La soledad se ha convertido en una de las problemáticas sociales más importantes en la actualidad en España.

 

«Los cambios socioculturales y económicos han dado lugar a que la soledad haya experimentado un notable incremento, siendo muchos los mecanismos que influyen en su aparición” (Díez Nicolás y Morenos Páez, 2015)

La soledad está relacionada con múltiples aspectos y significados que evocan tristeza, pérdida o sufrimiento. Es la consecuencia de una carencia y un apoyo social insatisfactorio.

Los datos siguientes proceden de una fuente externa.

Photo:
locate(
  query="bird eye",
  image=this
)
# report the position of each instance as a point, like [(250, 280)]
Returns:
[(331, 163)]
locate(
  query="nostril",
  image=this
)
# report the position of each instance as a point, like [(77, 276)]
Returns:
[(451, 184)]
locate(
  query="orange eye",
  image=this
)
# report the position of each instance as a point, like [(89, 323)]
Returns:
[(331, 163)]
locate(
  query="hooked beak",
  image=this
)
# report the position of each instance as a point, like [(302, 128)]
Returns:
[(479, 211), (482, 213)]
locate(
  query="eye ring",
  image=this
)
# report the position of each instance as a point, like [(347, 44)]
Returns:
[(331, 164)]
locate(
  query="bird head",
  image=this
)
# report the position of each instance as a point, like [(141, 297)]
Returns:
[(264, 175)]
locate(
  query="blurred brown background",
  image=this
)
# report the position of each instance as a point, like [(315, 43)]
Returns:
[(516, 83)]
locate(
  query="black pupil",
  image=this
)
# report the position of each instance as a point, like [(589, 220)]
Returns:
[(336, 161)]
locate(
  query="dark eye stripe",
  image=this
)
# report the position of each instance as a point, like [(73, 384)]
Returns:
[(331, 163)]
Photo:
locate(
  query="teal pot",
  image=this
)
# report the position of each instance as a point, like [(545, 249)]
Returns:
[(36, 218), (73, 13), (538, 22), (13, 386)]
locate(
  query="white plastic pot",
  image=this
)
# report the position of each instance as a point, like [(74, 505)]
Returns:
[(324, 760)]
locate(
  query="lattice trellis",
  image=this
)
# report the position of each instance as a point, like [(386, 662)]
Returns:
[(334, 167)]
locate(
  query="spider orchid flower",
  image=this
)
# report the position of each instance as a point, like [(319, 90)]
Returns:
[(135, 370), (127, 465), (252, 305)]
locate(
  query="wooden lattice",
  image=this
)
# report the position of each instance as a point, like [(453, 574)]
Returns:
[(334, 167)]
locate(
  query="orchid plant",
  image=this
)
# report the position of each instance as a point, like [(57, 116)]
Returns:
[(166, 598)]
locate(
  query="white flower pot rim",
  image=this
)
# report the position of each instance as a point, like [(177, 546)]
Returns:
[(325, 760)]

“Un perfil poblacional que (…) es proclive a sufrir soledad es el de los jóvenes, sobre todo los que se sitúan en el rango de edad de entre 15 y 30 años. Este colectivo es el principal consumidor de nuevas tecnologías y redes sociales para la relación (…) lo que provoca el aislamiento y la superficialidad” (Díez Nicolás y Morenos Páez, 2015)

 

La soledad según pasen los años

Este aislamiento reduce el desarrollo mental saludable e incrementa el riesgo de tener comportamientos antisociales. Es importante evitar la incomunicación para favorecer el desarrollo mental y evitar efectos perjudiciales para la salud.

Según el INE, en 2017 hay 2.726.500 personas solas menores de 65 años y 1.960.900 personas solas de 65 años o más.

“En 2033 (…) uno de cada cuatro españoles tendrá 65 años o más. Serán más de 12 millones de personas en esas edades (…). Dentro de 50, la cifra se elevará a cerca de 15 millones” (Sosa Troya, 2018)

Las proyecciones muestran que la soledad adquirirá mayor relevancia en la sociedad debido a que cada vez está más presente en la población española.

«La soledad puede ser voluntaria o impuesta, pero al fin y al cabo, es la necesidad de estar con otras personas y de tener la sensación de no estar solo, ya sea porque se esté realmente solo o porque existiendo personas cerca, no haya redes afectivas de apoyo” (Díez Nicolás y Morenos Páez, 2015)

 

Sentirse solo NO es bueno para la salud

La soledad “incide en la depresión, el alcoholismo, insomnio, problemas cardiovasculares e inmunológico, según un meta-análisis de los estudios realizados sobre este sentimiento” (Sánchez Caballero, 2018)

Se trata de un factor de riesgo que provoca un efecto perjudicial para la salud. Incrementa la depresión y otros problemas de salud dado a su estrecha relación.

Esta soledad no deseada afecta en el estado de ánimo y reduce la motivación de la persona para relacionarse con los demás. Provocando una disminución de su bienestar social y psicológico.

Las personas necesitamos los vínculos sociales para obtener un mínimo de bienestar. A través de las relaciones sociales se reducen el riesgo de aislamiento social y/o los problemas de salud. Además de prevenir la soledad.

 

“Un reciente informe científico realizado por la Universidad Brigham Young (Utah, EEUU) revela que la llamada ‘epidemia de la soledad’ está cada vez más extendida por todo el mundo y sus riesgos para la salud son más elevados que nunca” (Antena3, 2019)

A partir de reducir el sentimiento de soledad, incrementamos nuestra salud. Por tanto, ¿por qué no intentar dejar de sentirnos solos? ¿por qué no ayudarnos para dejar de lado ese sentimiento? ¿por qué no compartir experiencias y emociones?

Somos seres sociales, necesitamos a los demás para poder continuar el camino que hemos escogido para vivir. Necesitamos apego emocional y relaciones afectivas que establecen vínculos próximos generando seguridad y protección.